York County, Neb., puts off anti-pipeline resolution
YORK, Neb. (AP) -- The York County Board of Commissioners has postponed a vote on a resolution opposing construction of the Keystone XL pipeline in the eastern Nebraska county.
Several dozen people crammed into the boardroom Tuesday morning, some to oppose the measure and others to support it, the York News-Times reported.
The resolution would have the board state its opposition to the pipeline and, should the pipeline be built, commit the board to use its power to protect residents' welfare and resources. The tabled measure will return for board reconsideration in two weeks.
County officials have cautioned that their power to regulate pipelines is limited, and an attempt to impose safety restrictions could trigger a lawsuit.

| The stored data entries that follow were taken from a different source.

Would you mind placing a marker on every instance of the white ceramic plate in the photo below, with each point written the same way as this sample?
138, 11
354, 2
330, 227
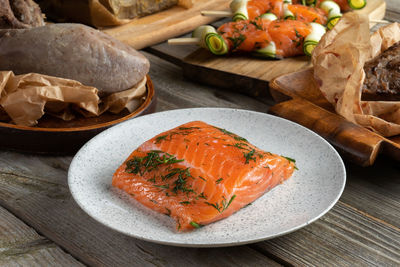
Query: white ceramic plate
302, 199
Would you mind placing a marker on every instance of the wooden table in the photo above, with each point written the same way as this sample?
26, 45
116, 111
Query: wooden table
41, 225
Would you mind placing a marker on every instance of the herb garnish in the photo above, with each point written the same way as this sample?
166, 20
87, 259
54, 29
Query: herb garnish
249, 156
258, 27
166, 186
188, 128
223, 206
168, 212
150, 162
238, 138
292, 160
160, 138
201, 195
237, 41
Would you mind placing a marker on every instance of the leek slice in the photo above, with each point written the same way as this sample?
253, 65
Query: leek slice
333, 11
311, 2
312, 40
201, 32
357, 4
266, 52
216, 44
287, 14
239, 10
269, 16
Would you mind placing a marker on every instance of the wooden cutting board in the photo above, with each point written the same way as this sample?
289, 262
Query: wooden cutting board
250, 75
158, 27
301, 101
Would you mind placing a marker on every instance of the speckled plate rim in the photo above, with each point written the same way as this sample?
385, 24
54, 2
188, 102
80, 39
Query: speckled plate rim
93, 141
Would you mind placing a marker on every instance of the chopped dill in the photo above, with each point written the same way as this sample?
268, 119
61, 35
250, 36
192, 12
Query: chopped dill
221, 207
238, 138
166, 186
201, 195
168, 212
160, 138
188, 128
249, 156
150, 162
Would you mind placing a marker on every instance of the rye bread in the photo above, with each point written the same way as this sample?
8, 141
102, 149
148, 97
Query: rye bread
382, 80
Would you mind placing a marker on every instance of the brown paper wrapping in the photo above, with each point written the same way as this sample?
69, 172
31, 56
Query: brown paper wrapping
338, 69
24, 99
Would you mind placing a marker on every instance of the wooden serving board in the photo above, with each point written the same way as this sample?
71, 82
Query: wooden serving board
251, 75
158, 27
301, 101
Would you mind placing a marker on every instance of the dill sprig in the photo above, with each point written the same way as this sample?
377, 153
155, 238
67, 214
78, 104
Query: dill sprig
249, 156
221, 207
195, 224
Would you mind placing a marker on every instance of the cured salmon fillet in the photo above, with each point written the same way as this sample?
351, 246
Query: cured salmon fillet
198, 174
248, 35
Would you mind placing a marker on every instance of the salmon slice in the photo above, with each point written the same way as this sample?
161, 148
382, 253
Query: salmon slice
343, 4
256, 8
250, 35
308, 14
197, 174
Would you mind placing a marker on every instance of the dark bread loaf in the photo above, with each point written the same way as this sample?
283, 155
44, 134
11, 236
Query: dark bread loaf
382, 80
101, 12
20, 14
73, 51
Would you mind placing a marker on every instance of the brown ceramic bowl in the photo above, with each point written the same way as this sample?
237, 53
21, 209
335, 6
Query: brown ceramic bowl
55, 136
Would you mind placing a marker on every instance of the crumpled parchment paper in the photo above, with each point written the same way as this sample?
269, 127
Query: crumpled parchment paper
338, 63
24, 99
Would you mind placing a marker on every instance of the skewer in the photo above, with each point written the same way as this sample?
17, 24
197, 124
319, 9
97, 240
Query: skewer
220, 14
184, 41
379, 21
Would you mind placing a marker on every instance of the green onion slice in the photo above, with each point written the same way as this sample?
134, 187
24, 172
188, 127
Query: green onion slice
201, 32
266, 52
269, 16
333, 11
216, 44
311, 41
287, 14
239, 10
311, 2
357, 4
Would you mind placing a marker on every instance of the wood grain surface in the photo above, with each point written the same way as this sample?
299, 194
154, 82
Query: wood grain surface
158, 27
20, 245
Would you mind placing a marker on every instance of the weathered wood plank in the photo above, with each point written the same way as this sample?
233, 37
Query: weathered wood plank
343, 237
375, 190
20, 245
46, 204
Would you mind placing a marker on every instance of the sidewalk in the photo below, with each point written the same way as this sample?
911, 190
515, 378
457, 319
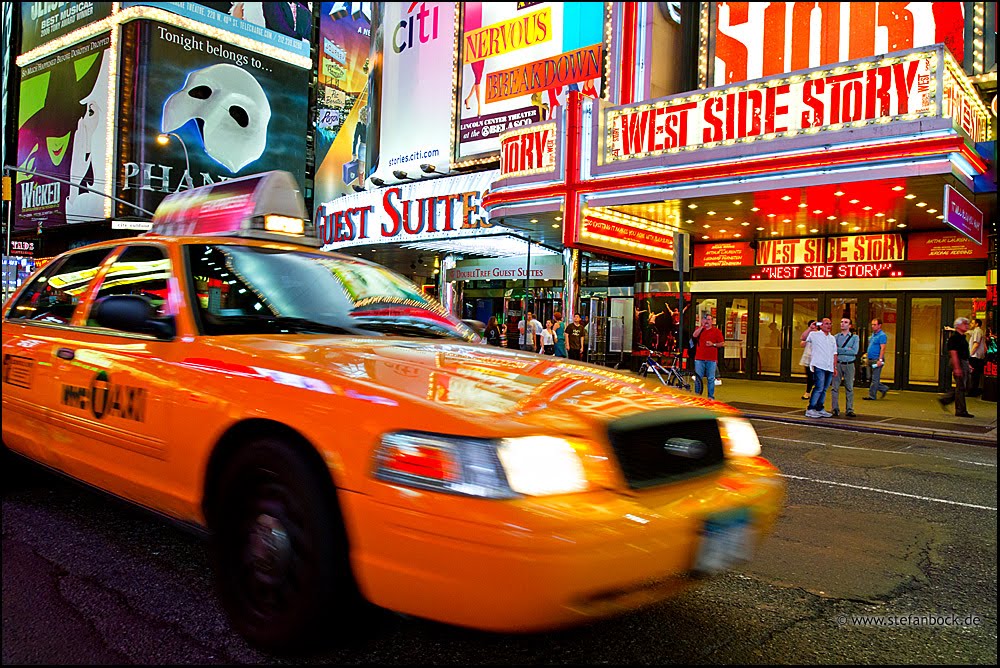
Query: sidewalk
904, 413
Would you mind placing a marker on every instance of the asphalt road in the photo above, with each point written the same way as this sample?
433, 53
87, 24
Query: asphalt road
900, 530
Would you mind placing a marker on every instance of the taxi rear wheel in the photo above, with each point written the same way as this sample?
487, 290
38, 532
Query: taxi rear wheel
279, 549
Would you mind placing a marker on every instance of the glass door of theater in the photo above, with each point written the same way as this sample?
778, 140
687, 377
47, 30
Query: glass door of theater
774, 351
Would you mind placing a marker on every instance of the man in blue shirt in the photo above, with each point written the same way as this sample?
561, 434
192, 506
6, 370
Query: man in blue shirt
847, 352
876, 359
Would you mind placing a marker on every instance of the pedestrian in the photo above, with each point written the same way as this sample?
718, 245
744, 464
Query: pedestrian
977, 357
876, 360
576, 338
560, 329
823, 365
548, 339
531, 330
492, 333
847, 352
706, 357
958, 352
806, 359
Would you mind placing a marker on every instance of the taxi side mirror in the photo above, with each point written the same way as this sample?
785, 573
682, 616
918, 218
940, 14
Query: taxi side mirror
132, 313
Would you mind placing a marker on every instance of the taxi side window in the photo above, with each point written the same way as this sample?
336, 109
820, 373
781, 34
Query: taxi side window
142, 271
53, 295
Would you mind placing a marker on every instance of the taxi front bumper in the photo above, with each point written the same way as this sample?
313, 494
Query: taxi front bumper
541, 563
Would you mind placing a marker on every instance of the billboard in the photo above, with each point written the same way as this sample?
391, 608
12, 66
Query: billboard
517, 63
62, 132
285, 25
340, 121
752, 40
229, 112
412, 89
42, 22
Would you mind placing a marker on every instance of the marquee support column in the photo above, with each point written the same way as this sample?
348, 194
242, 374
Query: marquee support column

"We want to work with you, to explore your authority to protect the citizens of this county and minimize the county's economic burdens," said Jenni Harrington, one of the York County landowners calling themselves the Good Life Alliance who submitted the resolution. "This resolution says that York County understands the risk is great and there is little reward for York County citizens."
The much-debated Keystone XL pipeline could carry 830,000 barrels of oil per day from Canadian tar sands to refineries on the Texas Gulf coast. The Obama administration is still considering whether to approve the project. Supporters say the project will create jobs and stimulate economic growth, while opponents argue that the project contributes to global warming and could contaminate underground water supplies.
TransCanada spokesman Jeff Rauh said the Nebraska Department of Environmental Quality spent a year investigating the project before it was approved within the state.
"It's important to move this discussion forward to the facts," Rauh said. "There are points of concern that may need to be addressed."
Opponents of the Keystone XL pipeline have turned to local and county officials in recent months in an effort to strengthen resistance to the project. The anti-pipeline resolutions are largely symbolic, but intended to show the federal government that local officials and residents are concerned about the pipeline.
Pipeline foes are also pushing for zoning regulations to keep the pipeline away from homes, although York County Attorney Candace Dick cautioned that counties don't have the power to impose local safety standards.
The alliance says it's concerned about the proposed Keystone XL pipeline -- and if it is approved on the federal level, what the county can do to protect their water, soil, livelihoods and health should there ever be a spill.
They say they are also concerned about road conditions and other situations that might arise during construction and throughout the pipeline's life.